In an effort to get politics out of the the process of redistricting, the Dane County Board has approved creation of an independent citizens commission to draw political boundaries after the 2020 census.
The new commission will be modeled after a method used for congressional and legislative district drawing in Iowa, according to a county press release. The Dane County process will use population, municipal boundaries, ethnic makeup and natural geographic features to establish its districts.
Individuals who are affiliated with a political party, lobbying group, labor union or other entities with a vested interest in drawing voting boundaries will not be allowed to serve on the nine-to-11-member commission.
Following the release of the 2020 census numbers, the Dane County Board chair and the county clerk will make appointments to establish the commission.
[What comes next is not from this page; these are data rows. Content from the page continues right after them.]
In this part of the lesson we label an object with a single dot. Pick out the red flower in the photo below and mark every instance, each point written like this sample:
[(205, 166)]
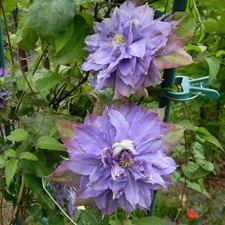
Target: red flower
[(191, 214)]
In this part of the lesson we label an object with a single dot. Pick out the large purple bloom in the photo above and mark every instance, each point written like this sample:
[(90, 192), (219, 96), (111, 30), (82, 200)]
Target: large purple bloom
[(119, 157), (3, 94), (128, 48)]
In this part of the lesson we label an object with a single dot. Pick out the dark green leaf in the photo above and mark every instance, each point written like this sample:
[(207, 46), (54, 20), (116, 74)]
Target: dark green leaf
[(35, 184), (90, 216), (80, 2), (9, 5), (56, 219), (18, 135), (25, 35), (73, 50), (10, 153), (35, 210), (214, 66), (54, 17), (28, 156), (47, 142), (10, 170), (149, 220), (188, 125), (47, 83), (214, 141), (41, 167)]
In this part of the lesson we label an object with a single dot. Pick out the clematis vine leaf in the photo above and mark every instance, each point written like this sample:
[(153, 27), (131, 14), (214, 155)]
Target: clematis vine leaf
[(66, 129)]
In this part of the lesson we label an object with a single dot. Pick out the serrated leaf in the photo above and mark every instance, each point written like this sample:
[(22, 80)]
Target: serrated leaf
[(73, 50), (189, 168), (187, 25), (11, 153), (9, 5), (214, 66), (80, 2), (198, 188), (47, 142), (149, 220), (90, 216), (47, 83), (198, 48), (28, 156), (10, 170), (18, 135), (61, 42), (214, 141), (208, 166), (35, 184), (188, 125), (66, 129), (219, 53), (203, 131), (25, 35), (54, 17)]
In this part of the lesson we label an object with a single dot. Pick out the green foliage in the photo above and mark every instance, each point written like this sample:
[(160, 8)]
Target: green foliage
[(90, 217), (52, 88), (54, 17)]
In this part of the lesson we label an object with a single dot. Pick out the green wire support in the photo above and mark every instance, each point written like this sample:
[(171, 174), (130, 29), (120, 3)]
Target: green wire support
[(7, 126), (168, 82)]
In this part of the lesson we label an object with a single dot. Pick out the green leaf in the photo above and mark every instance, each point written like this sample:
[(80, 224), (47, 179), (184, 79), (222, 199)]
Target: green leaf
[(47, 83), (11, 153), (54, 17), (25, 35), (188, 125), (149, 220), (189, 168), (61, 42), (198, 188), (41, 167), (214, 66), (214, 141), (28, 156), (80, 2), (66, 129), (9, 5), (18, 135), (198, 48), (73, 50), (35, 184), (219, 53), (90, 216), (56, 219), (10, 170), (187, 25), (203, 131), (47, 142)]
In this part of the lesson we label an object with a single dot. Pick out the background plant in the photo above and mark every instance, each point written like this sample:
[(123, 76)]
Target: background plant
[(44, 43)]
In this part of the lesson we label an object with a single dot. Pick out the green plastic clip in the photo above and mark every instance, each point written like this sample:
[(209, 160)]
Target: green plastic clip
[(191, 88)]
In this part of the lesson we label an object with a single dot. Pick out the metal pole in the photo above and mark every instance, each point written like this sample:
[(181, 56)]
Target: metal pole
[(168, 82)]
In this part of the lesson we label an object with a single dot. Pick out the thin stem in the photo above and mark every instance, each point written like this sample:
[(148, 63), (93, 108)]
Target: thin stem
[(39, 61), (17, 108), (7, 31), (19, 199)]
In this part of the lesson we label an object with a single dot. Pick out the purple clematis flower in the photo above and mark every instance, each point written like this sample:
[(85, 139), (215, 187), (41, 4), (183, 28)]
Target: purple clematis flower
[(120, 158), (128, 49), (64, 196), (3, 94)]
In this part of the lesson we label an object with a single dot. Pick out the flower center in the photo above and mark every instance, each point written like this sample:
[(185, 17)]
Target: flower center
[(123, 153), (120, 39)]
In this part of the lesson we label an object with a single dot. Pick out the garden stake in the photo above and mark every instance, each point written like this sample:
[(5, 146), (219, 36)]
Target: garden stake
[(7, 127), (168, 82)]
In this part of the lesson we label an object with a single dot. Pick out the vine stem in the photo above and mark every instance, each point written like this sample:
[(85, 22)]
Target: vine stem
[(7, 31), (19, 199)]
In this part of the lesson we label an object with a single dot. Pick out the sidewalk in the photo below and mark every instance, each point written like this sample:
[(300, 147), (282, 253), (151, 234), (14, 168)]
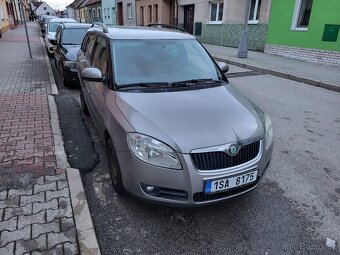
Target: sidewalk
[(314, 74), (36, 205)]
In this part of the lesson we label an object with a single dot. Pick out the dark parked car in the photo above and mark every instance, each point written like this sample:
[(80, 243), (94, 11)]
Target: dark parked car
[(68, 39)]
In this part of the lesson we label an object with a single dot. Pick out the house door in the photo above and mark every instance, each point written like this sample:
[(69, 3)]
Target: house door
[(189, 18), (120, 14)]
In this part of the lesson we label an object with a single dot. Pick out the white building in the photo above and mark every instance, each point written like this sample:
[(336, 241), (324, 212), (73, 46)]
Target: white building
[(41, 8)]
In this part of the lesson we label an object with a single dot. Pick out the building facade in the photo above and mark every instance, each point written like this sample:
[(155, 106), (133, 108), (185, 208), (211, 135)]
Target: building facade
[(306, 30), (155, 11), (109, 12), (44, 8), (126, 13), (221, 22)]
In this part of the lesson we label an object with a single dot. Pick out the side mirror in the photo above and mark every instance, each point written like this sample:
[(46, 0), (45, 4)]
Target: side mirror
[(92, 74), (223, 66)]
The appointments will be subject to approval by the full Board, the Dane County Towns Association, the Dane County Cities and Villages Association and the City of Madison will have input into the appointments.
Once the commission is established, it will submit one to three maps to the Board for approval. If none of the proposed maps are approved, they will be re-referred to the commission, which will be able to amend and resubmit them.
The process could change the Board’s fifth district, which Supervisor Hayley Young represents. The district has traditionally been held by a student or recent graduate because it covers campus and Lake Mendota. Young voted to create the commission and noted the fifth district was changed slightly after the 2010 census.
“The aim of a citizen redistricting commission is to make sure that the people who live in the area are representing the district,” Young said. “We’re really doing the best that we can with what we have … we don’t have someone who is paid doing this.”
In 2013 a panel of three federal judges redrew two assembly districts, finding that the districts violated the voting rights of Latinos on the Southside of Milwaukee, according to the Milwaukee Journal Sentinel. A federal lawsuit is also pending for that 2011 redistricting.
“Voters should feel confident that they get to select their elected officials, not the other way around,” Supervisor Jenni Dye of Fitchburg, who chaired a subcommittee that helped draft the new plan, said in the release. “This independent commission means that supervisors won't be the ones at the table drawing maps and selecting their voters.”
Dane County voters approved a 2014 advisory referendum to establish impartial, nonpartisan redistricting. The County Board then established a subcommittee to make recommendations for how to conduct the next mapping process, from which this commission was established.
There was only one vote against the commission’s creation. The ordinance amendment needs to be signed by Dane County Executive Joe Parisi before it becomes law.